Hospitality customs all around the world aim to mitigate this tension between openness and suspicion, producing, if unsuccessful, quite convoluted quarrels. Anthropologist Julian Pitt-Rivers, in a classic text on „The law of hospitality“, reflects upon the Eskimo rite to challenge each stranger to some kind of arm wrestling contest upon arrival. In case of defeat, he could be killed by the clan. Reportedly, this barely ever happened; nevertheless, the stranger furthermore owed his life to the hosting community and would probably think twice before he misbehaved. Control through indebtedness is a quite effective feat of hospitality and widely applied to refugees as well.

Abraham (name changed) is a barber and hairdresser who lead a rather successful salon in his home country. He came to Slovakia with a big family for whom he is the only breadwinner. A refugee support organization started a fundraiser, and indeed, local residents practically gifted Abraham an entire salon, complete with equipment.

When the studio failed to deliver the expected revenue, a series of conflicts between Abraham and the refugee support organization began: Times and again, Abraham returned to the organization with requests for support or demands to find him a job elsewhere. When Abraham came to the office one day to one of their recurring „crisis talks“, I was in the room next door and heard both parties raise their voices as the conversation progressed. After the  meeting, the NGO workers shared their impressions with me agitatedly: Abraham was to blame for his own unfortune, he failed at committing fully to the salon and, more importantly, he was too stubborn to take any advice or accommodate to the Slovak standards for barber service at least a little bit. He did not fix appointments in advance, he didn’t ask customers exactly what their wishes were, he didn’t use lotion and perfume. They also complained about his very basic Slovak after over 2 years in the country. The fight had escalated when one NGO employee had complained about his dirty shirt: “A barber has to look tip-top!” Abraham, being struck by the term “dirty”, took offense and started to insult the NGO employees himself.
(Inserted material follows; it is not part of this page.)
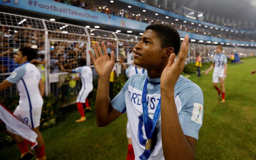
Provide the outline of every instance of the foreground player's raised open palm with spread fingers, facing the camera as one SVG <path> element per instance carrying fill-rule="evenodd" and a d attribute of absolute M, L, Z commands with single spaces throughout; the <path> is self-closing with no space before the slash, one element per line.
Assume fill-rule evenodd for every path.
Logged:
<path fill-rule="evenodd" d="M 91 59 L 93 60 L 95 70 L 97 71 L 99 77 L 110 76 L 110 73 L 115 65 L 114 51 L 111 52 L 111 58 L 109 59 L 109 56 L 107 55 L 107 49 L 106 49 L 104 42 L 101 42 L 101 46 L 102 46 L 104 55 L 102 54 L 102 50 L 101 50 L 101 47 L 99 46 L 98 42 L 95 42 L 95 45 L 92 44 L 91 46 L 94 50 L 96 58 L 92 54 L 91 50 L 89 50 L 89 54 L 90 54 Z"/>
He cumulated by announcing “Fine, I don’t want your help. I’m going back to my country”.

The withdrawal of “guestness” is a peculiar threat; of course, the fact of having failed to retain the guest reflects badly upon the host; on the other hand, in the view of the organization, Abraham had come close to forfeiting his right to hospitality. In their view, he didn’t reciprocate the generous help with an appropriate amount of gratitude and failed to display the required signs of accommodation. Abraham, for his part, feared absorption more than anything else: he had been a barber all his life, and a popular one, whereas his beneficiaries had never given a single haircut. Their continuous effort to meddle with his business clearly constituted a breach of the rules of hospitality.

Of course, Abraham did not return to his war-stricken country; him and the NGO team reconciled soon thereafter and continued their conflictuous relationship with lots of anger but also liablility on both sides. The logic of hospitality is similar to that of the gift: There is no free gift, reciprocity is the underlying principle. But differently from barter and other forms of economic exchange, the expectation of reciprocation is far less direct. The compensation occurs with an (unforseeable) delay and can take a variety of different shapes. With hospitality as well, it is hard to determine when debt is repayed and the supremacy of the host is dissolved. But exactly this indeterminacy leaves space for negotiations, individual appropriations, and flexible agreements. If there is a will, guest and host can work things out.